# Lucid Dreaming > Attaining Lucidity > Wake Initiated Lucid Dreams (WILD) >  >  eye twitching.. couldn't keep it going

## woah

So I laid for like 40min listening to binaural beats trying to induce WILD just by clearing my mind and being aware of my breath and the sounds that I'm listening to.

After a while my eyes seemed to keep twitching and I couldn't control it, so I tried my best to just relax and "let it happen". I got slight amounts of closed eyed hallucinations like I would get when on some drugs, but I had a hard time actually getting anything more than that. After a while my eyes were still twitching and I wondered what would happen if I opened them, so I did, and then the twitching and visuals went away.

I felt a bit of SP but when I opened my eyes I found I could move freely. It felt like I could've moved the whole time, it would've just took a bit of effort.

How close was I to getting into a dream? I've experienced SP before when I was extremely sleep deprived, and this didn't really feel like true SP where I have to put every ounce of my willpower just to lift my hand.

----------


## KingYoshi

It is best try simply ignore the eye twitching. This happens sometimes and it won't have any negative effects on your technique, unless you allow it to. Focusing too much attention on it or worrying about the twitch can cause your progress to slow down dramatically. You got some hallucinations, so SP had at least started to set in. It hadn't got to the point of full blown SP, but you were getting there. Next time, just try to ignore the twitching completely and keep striving toward sleep. Observe your hallucinations, but don't try to make them into something they are not. Just allow them to do whatever they are doing. After a bit, they will start to become more vivid and coherent on their own. I simply think you were trying a bit too hard and just need to relax and allow the process to do the work for you. Congrats on your progress and just keep practicing. If you have any further questions, don't hesitate to ask!

----------


## woah

thx for the quick response

I think you're right, I did feel like I was trying too hard. I tried my best to keep my awareness, but my mind keeps drifting off and thinking stuff like "whoo something is happening gogogo faster". Logically I know I should just relax, observe, and be aware but when in the heat of the moment I have a hard time doing it.

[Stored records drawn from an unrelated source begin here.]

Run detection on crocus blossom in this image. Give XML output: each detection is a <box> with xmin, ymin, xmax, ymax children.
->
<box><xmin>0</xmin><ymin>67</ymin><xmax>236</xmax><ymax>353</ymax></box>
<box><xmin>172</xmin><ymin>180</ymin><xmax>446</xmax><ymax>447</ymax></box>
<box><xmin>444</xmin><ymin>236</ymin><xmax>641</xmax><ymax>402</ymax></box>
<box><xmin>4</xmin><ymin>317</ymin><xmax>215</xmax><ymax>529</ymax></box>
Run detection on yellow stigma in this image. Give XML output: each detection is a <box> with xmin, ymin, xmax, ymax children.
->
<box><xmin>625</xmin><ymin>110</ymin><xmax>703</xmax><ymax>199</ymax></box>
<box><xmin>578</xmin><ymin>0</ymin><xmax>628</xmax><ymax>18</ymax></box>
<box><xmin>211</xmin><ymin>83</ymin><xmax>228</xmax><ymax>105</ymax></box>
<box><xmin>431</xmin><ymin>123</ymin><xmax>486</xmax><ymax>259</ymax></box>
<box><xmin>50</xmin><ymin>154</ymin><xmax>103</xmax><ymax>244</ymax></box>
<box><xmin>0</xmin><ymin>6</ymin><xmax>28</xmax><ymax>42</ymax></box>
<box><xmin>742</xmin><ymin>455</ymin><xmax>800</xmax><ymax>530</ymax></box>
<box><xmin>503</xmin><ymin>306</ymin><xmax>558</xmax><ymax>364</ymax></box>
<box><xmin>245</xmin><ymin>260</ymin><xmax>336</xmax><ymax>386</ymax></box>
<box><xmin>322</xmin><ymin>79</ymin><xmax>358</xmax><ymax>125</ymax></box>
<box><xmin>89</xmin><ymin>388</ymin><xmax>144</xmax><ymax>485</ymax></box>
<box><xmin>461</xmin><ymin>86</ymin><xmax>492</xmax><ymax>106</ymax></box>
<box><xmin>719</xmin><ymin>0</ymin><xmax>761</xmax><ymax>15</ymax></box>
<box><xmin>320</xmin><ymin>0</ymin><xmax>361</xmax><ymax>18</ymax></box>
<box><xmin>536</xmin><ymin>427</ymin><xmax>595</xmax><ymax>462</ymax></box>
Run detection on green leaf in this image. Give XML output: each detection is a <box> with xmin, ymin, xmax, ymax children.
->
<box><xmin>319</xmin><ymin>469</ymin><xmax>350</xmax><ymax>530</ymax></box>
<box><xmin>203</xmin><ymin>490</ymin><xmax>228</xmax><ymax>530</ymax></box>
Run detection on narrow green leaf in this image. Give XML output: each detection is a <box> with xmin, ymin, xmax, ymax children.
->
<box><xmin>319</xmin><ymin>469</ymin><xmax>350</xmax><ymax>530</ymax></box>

I guess this is just a mental discipline issue and there's no easy way around it except to keep practicing?

----------


## KingYoshi

Yeah, the more you get used to the process, the easier it will get to stay relaxed. If you need to, just remind yourself, "Take it slow, relax, and work toward sleep." Just keep gaining experience and try to learn from each and every one of them. Nice progress though  ::D: !!

----------


## Crucide

I realised my eye twitching was caused by me barely holding my eyes closed. Try relaxing your eyelids. :wink2:

----------